Par ailleurs, la CGT dénonce encore et toujours le dispositif des postes spécifiques qui renforce le blocage du mouvement en permettant de passer au-dessus des barèmes. Ce procédé, joint à la multiplication des précaires dans l’Education Nationale depuis des années, continue d’empêcher le rapprochement des familles dans de nombreux cas et nuit à une qualité de vie des personnels, préjudiciable à la qualité de l’enseignement.
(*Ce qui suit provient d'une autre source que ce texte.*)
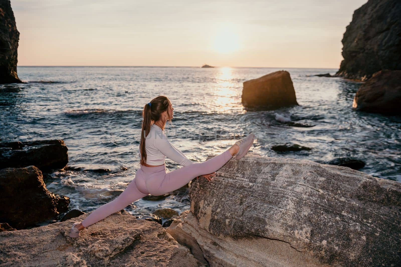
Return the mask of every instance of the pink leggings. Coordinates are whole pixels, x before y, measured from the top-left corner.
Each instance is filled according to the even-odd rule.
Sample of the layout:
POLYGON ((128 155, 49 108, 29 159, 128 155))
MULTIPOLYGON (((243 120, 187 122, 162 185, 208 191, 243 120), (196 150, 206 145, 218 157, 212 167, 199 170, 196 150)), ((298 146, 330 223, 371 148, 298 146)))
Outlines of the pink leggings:
POLYGON ((191 164, 167 173, 164 164, 157 167, 141 165, 135 178, 124 192, 113 201, 92 212, 82 222, 82 225, 88 227, 149 194, 159 196, 177 189, 196 177, 217 171, 232 157, 227 150, 205 162, 191 164))

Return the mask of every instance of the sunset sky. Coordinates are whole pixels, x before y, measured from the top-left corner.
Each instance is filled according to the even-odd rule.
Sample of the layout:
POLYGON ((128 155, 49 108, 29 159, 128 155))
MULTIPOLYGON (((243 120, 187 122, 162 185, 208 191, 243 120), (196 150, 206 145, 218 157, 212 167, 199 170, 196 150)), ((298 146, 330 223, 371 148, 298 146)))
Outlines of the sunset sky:
POLYGON ((367 0, 11 0, 18 66, 338 68, 367 0))

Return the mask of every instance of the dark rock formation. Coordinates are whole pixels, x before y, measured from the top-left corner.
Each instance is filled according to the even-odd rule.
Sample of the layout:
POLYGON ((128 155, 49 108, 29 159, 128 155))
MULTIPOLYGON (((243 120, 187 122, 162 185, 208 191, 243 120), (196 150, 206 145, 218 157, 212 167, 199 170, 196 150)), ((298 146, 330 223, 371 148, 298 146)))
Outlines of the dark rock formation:
POLYGON ((0 170, 0 222, 22 229, 65 212, 69 203, 49 191, 35 166, 0 170))
POLYGON ((399 0, 369 0, 355 10, 336 76, 364 81, 379 70, 401 70, 400 14, 399 0))
POLYGON ((63 218, 60 220, 60 221, 64 222, 67 220, 70 220, 73 218, 79 217, 83 214, 85 214, 85 213, 83 211, 80 211, 79 209, 71 210, 67 212, 65 215, 63 217, 63 218))
MULTIPOLYGON (((82 221, 87 215, 77 220, 82 221)), ((75 220, 73 220, 74 221, 75 220)), ((202 266, 157 223, 116 213, 68 236, 73 221, 0 233, 0 265, 53 267, 202 266)))
POLYGON ((214 182, 192 183, 190 212, 166 228, 203 263, 401 262, 401 183, 349 168, 254 154, 230 160, 216 175, 214 182))
POLYGON ((280 70, 244 82, 241 102, 256 110, 274 110, 298 105, 290 73, 280 70))
POLYGON ((21 82, 17 75, 20 33, 9 0, 0 0, 0 84, 21 82))
POLYGON ((300 151, 301 150, 310 150, 312 149, 300 146, 296 144, 286 143, 284 145, 276 145, 271 147, 271 149, 276 151, 300 151))
POLYGON ((381 70, 360 87, 354 98, 352 108, 401 114, 400 103, 401 70, 381 70))
POLYGON ((170 208, 159 209, 154 211, 153 213, 165 219, 169 219, 174 215, 178 216, 178 212, 170 208))
POLYGON ((316 74, 314 76, 318 76, 318 77, 334 77, 330 75, 330 73, 325 73, 324 74, 316 74))
POLYGON ((348 157, 338 158, 329 161, 317 162, 322 164, 330 164, 336 165, 338 166, 348 167, 354 170, 359 170, 365 167, 365 163, 363 161, 348 157))
POLYGON ((0 223, 0 232, 5 231, 15 231, 16 230, 8 225, 8 223, 0 223))
POLYGON ((62 169, 68 163, 63 140, 0 143, 0 169, 34 165, 42 171, 62 169))

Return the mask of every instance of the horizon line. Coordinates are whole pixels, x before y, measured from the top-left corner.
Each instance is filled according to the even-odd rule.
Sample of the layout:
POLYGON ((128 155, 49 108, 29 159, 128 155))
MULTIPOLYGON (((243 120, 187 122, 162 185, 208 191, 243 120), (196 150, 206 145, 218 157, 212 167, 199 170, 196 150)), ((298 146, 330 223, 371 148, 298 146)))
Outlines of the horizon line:
MULTIPOLYGON (((118 66, 118 65, 17 65, 17 67, 115 67, 123 68, 140 68, 140 67, 150 67, 150 68, 202 68, 198 66, 118 66)), ((327 68, 332 69, 339 69, 339 68, 323 68, 323 67, 313 67, 308 68, 307 67, 242 67, 242 66, 214 66, 214 68, 327 68)))

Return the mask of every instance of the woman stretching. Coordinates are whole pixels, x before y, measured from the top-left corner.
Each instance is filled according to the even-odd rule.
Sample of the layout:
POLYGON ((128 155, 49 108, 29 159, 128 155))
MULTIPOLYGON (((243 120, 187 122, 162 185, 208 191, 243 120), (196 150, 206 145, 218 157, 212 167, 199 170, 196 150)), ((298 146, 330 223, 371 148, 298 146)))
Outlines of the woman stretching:
POLYGON ((140 168, 137 171, 135 178, 115 199, 93 211, 82 222, 74 223, 71 237, 78 237, 85 227, 149 194, 158 196, 174 191, 200 175, 211 181, 212 177, 216 176, 213 174, 216 171, 234 155, 237 160, 243 157, 253 143, 255 135, 251 133, 205 162, 192 162, 170 143, 164 132, 166 122, 168 120, 171 122, 173 118, 174 110, 170 100, 164 96, 159 96, 145 105, 139 146, 140 168), (184 167, 166 173, 166 157, 184 167), (203 174, 205 173, 209 174, 203 174))

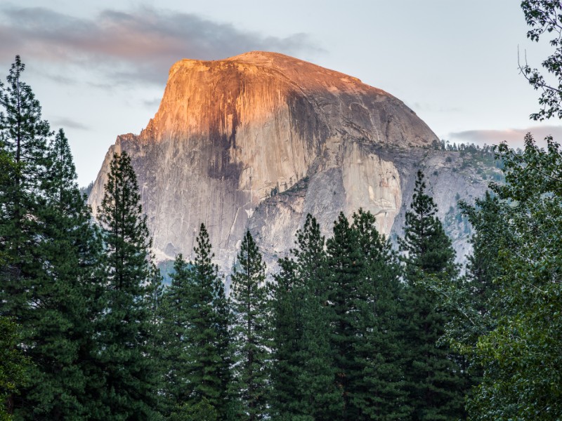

Pour conclure, il faut souligner les points positifs : le mouvement a un peu gagné en fluidité ; les services du Rectorat ont, comme toujours, œuvré avec beaucoup de bienveillance et de disponibilité à notre égard (Et nous les en remercions vivement). Mais le chemin est encore long pour compenser les années d’austérité qui ont permis la suppression de dizaines de milliers de postes. Et la politique actuelle dont nous parlions en début de déclaration ne nous permet pas d’être très optimistes sur le mouvement et, plus largement, sur le Service public d’Education : difficultés de recrutement, manque criant de postes dans certaines disciplines, et donc difficultés de remplacer les collègues mais aussi de muter. La précarité a manifestement de beaux jours devant elle. C’est pourquoi la CGT Educ’Action va poursuivre son combat pour une école de qualité pour tous.